Bad actor clause included

In addition, the bill specifically includes a ‘bad actor’ clause which excludes licenses for those online gambling companies which continued to operate in the USA after the UIGEA was passed in 2006. This stipulation is seen as vital for ensuring offshore operators who have continued benefiting from America’s untaxed, grey market, are not permitted to compete and gain an unfair advantage over those “licensees that respected federal and state law.”

Needless to say, the ‘bad actor’ clause is yet another major blow to PokerStars, which grew into the world’s biggest online poker room after PartyPoker withdrew from the US market in 2006. PokerStars may have amassed the market share shed by PartyPoker after its exit, but now PartyPoker has been accepted back into the USA’s regulated igaming market, while PokerStars may have to wait several years before it is even accepted for consideration. In Nevada, for example, ‘bad actor’ have been slapped with a ten year state  exclusion.

Bill argues poker is a game of skill

In the past, New York courts have upheld poker to be a game of skill when players compete against each other rather than the house, and another interesting aspect of New York’s online poker bill is that it further highlights the skill element of the game and therefore that it should “not fall under the definition of gambling.”

What next for NY’s online poker bill

After being read twice, bill S6913 has found itself on the agenda of the Senate Committee on Racing, Gaming, and Wagering, which happens to be chaired by the bill’s sponsor Senator Bonacic. The bill will subsequently have to pass in both the Senate and Assembly, after which it needs to to be signed off by New York Governor Andrew Cuomo.

Gov. Andrew Cuomo recently successfully pushed for a sweeping expansion of New York state’s casino gambling industry, giving the go-ahead for four new casinos in New York to complement the existing five Oneida Indian Nation casinos and nine racinos.
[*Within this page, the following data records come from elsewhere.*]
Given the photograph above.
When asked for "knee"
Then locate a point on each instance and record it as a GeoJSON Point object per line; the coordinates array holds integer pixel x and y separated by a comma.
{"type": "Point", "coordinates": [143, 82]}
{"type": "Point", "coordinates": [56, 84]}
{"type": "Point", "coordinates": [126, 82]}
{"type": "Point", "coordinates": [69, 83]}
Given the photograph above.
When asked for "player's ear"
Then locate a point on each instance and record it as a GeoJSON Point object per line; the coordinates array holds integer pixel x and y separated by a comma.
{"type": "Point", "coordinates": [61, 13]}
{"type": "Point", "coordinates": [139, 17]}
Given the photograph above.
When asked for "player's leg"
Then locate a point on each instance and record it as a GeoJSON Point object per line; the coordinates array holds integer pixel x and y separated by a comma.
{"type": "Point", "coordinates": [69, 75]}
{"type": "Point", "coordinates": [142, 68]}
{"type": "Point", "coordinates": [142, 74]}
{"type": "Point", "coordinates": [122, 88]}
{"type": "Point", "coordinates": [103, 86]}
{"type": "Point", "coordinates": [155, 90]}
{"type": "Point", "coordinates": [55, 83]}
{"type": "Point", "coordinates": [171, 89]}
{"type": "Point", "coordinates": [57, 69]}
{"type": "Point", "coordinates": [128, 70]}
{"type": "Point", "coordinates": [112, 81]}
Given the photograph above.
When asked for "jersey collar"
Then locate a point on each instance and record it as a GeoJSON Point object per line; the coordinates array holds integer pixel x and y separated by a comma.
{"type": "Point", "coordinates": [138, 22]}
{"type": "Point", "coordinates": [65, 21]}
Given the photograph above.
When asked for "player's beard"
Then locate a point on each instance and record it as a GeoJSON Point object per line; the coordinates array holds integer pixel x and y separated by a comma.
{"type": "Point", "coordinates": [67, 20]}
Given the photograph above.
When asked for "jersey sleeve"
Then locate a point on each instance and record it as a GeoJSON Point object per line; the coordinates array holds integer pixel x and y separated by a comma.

Furthermore, the agreement reached last May called for a profit sharing arrangement between the state and the Oneidas for the first time since Turning Stone became New York’s first land-based casino in 1993.

“The uncertainty and the acrimony was preventing economic development in Central New York, and we couldn’t allow it to go on any longer.. [the new deal] enshrines the shared vision we all have for the future of the region,” commented Gov. Andrew Cuomo.

Needless to say, Cuomo is a big proponent of gambling revenues and although he is a Democrat and the sponsor of New York’s new online gambling bill S6913, John Bonacic, is a Republican, Gov. Andrew Cuomo is unlikely to raise any major objections if the bill lands on his desk.